Choose another battle,
for I am your soldier
with your greatest and least force.
Leave me in the battle fields
and in the pastures
to sing you.
Do not make me your game.
On a journey farther than time
you are my heart's love child,
returning your body to love.
And, in the vacant places it sings.
—Radovan Pavlovski, translated from Macedonian by Nola Garrett and Natasha Garrett
from GOD OF THE MORNING (1991)
Landscape with Six Plastic Flamingos
Like childbirth, this crisis is of my own choosing
made one passionate Saturday morning six
days and nine months ago when words
alone were useless. My searching for
relief from the self's dictionary with another
has come this nexus--a pink sestina--
though mid-labor it seems the sestina,
like a pick-up football team, has done the choosing.

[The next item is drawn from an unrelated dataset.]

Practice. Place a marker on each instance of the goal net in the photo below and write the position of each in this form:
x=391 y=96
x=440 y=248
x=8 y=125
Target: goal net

Will they throw me the ball? Am I just another
skinny, neighbor kid chosen because six
against seven are not enough for
a game? My team calls me Snake Lips, words
that hurt because they're true. My words
slither around in the dream that is sestina,
a kind of pink story I make for
the man who lanscapes with plastic flamingos, choosing
not art, he says, but what he likes. Six
constitutes a flamingo quorum--another
small scantling for maintaining another
sort of peace. His flamingos and my words
could be anywhere, curving out in six
directions, void and cold--the mind's sestina
a chaos. It's the glory of choosing, choosing
anything, that frees and shapes us for
our lorn, featherless flight. I look for
words. They're sea shells--here's one, here's another--
fix, coral, rampion, charismatic, tame, wing--choosing
some for shape, some for sound. These words
toss, jostle, ping, loop, unravel until sestina
pinks them. They're integrated, six
flamingos browsing, no longer at sixes
and sevens, knees bent the wrong way for
humans, though just right for a sestina
about the mind's plastic shore: another
landscape of blood, salt and words
that fancies pink, aritfical birds choosing
flight--another sestina for six words' choosing.